Oskar Davičo

(From International Radio Serbia) Oskar Davičo was the youngest poet in the Belgrade Surrealists Group. According to his friends and contemporaries, he surpassed all others with his talent, prolificity and breadth of influence. He won the prestigious NIN Literary Prize three times, while recently a plaque in memory of Oscar Davico was placed on the building in Belgrade where he lived. More in CULTURAL PANORAMA prepared by Milena Gluvacevic. Oskar Davico published his first poem as a high school student. In his early poetry, everything was subordinate to experiment and research of possibilities of poetic expression. It was, however, quite distinctive social poetry, full of imaginative pictures. Davico’s fullest expression was reached in the social phase, when he put his own experience of a surrealist poet into service of revolutionary commitment. Of sentimentality, characteristic of our poetry from Romanticism to Expressionism, there is not a trace in Davico’s love poetry. His poem "Hana" represents the culmination of that elevated and lilting poetry of the senses.
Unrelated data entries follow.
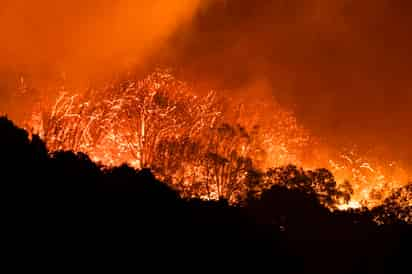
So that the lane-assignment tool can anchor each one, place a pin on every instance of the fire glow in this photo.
(160, 123)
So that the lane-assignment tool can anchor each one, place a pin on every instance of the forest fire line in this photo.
(205, 146)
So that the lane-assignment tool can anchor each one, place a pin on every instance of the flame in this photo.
(203, 145)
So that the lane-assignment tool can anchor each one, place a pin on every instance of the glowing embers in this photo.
(206, 146)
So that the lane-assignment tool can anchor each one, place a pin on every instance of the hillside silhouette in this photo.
(63, 211)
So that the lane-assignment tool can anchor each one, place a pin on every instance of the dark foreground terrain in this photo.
(63, 212)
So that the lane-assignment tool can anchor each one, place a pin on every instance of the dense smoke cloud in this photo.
(85, 36)
(343, 66)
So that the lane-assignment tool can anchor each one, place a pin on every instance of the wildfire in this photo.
(206, 146)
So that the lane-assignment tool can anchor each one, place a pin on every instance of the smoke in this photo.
(342, 66)
(85, 37)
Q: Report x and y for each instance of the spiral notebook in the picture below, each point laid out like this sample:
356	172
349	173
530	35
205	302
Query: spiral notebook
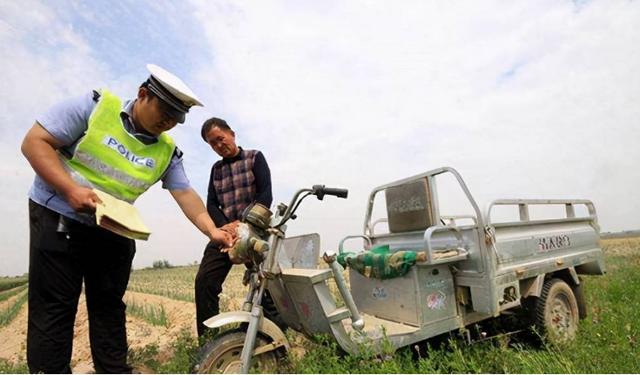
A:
120	217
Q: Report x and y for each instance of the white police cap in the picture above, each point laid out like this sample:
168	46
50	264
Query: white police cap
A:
172	91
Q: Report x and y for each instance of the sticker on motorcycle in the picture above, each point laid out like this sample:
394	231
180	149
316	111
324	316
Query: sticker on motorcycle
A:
436	301
379	293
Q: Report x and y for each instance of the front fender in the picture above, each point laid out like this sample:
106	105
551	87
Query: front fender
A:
266	327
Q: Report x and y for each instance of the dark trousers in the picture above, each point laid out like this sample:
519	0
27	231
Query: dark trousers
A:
58	263
214	268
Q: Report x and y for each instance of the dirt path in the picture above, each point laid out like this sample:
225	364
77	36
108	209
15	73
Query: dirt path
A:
180	316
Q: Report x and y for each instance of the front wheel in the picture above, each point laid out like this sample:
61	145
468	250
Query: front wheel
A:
222	355
557	311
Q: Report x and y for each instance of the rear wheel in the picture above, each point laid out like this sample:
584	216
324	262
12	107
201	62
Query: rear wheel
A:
222	355
557	312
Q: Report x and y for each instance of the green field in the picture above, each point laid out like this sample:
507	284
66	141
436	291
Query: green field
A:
608	340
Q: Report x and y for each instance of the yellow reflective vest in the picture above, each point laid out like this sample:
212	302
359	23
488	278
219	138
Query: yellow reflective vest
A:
112	160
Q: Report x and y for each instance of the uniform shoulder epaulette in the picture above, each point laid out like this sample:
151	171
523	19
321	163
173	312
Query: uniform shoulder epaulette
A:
177	153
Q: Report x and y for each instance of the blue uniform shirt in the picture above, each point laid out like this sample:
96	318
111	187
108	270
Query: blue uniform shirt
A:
67	122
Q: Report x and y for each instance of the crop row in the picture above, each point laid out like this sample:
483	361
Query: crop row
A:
155	315
178	282
6	294
10	312
7	283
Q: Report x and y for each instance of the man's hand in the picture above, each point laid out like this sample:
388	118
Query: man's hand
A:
82	199
231	228
221	237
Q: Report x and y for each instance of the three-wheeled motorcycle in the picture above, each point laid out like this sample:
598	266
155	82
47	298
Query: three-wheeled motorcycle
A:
424	274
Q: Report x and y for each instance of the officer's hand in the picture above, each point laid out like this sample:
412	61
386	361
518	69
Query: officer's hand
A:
83	199
221	237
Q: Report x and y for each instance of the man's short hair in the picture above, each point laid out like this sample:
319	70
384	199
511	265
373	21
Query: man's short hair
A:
215	122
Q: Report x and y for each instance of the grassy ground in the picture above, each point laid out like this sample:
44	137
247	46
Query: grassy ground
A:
608	340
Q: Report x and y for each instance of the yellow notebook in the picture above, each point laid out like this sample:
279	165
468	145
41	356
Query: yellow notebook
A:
120	217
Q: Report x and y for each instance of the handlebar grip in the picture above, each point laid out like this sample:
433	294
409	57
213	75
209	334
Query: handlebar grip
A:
340	193
320	191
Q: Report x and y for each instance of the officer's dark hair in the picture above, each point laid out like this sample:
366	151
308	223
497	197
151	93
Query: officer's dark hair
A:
215	122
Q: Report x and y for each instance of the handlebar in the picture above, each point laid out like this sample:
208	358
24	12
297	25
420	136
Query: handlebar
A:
320	191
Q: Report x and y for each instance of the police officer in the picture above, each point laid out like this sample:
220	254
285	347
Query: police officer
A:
98	141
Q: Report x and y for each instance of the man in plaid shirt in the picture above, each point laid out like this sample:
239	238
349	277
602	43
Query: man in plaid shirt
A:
239	179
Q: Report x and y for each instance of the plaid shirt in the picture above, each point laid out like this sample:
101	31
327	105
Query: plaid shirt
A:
234	183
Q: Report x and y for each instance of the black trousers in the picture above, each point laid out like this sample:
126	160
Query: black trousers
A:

Davico developed his prose style during and after World War II. He first published the war diary in 1947, followed by several books including travelogues, essays and polemical prose, ten novels and collection of short stories entitled Nezne Price (Tender Stories). His novels, which are, along with his poetry, the most important part of his work, depicted the revolutionary movement between the Two World Wars.

Oskar Davico was born into a clerical family of Jewish origin. He studied the French Language and Literature at the Sorbonne in Paris and at the University of Belgrade where he graduated. He worked as a high school teacher in Sibenik, Belgrade and Bihac. He published over 50 books of different genres -collections of poetry: Visnja za zidom (Cherry Behind the Wall), Hana, Covekov covek (Man's Man), Flora, Kairos, Zrenjanin; novels: Pesma (The Poem), Cutanje (Silence), Gladi (Hunger), Tajne (Secrets), Bekstva (Escape), Gospodar zaborava (Lord of Oblivion), etc. Oskar Davico died in Belgrade in 1989.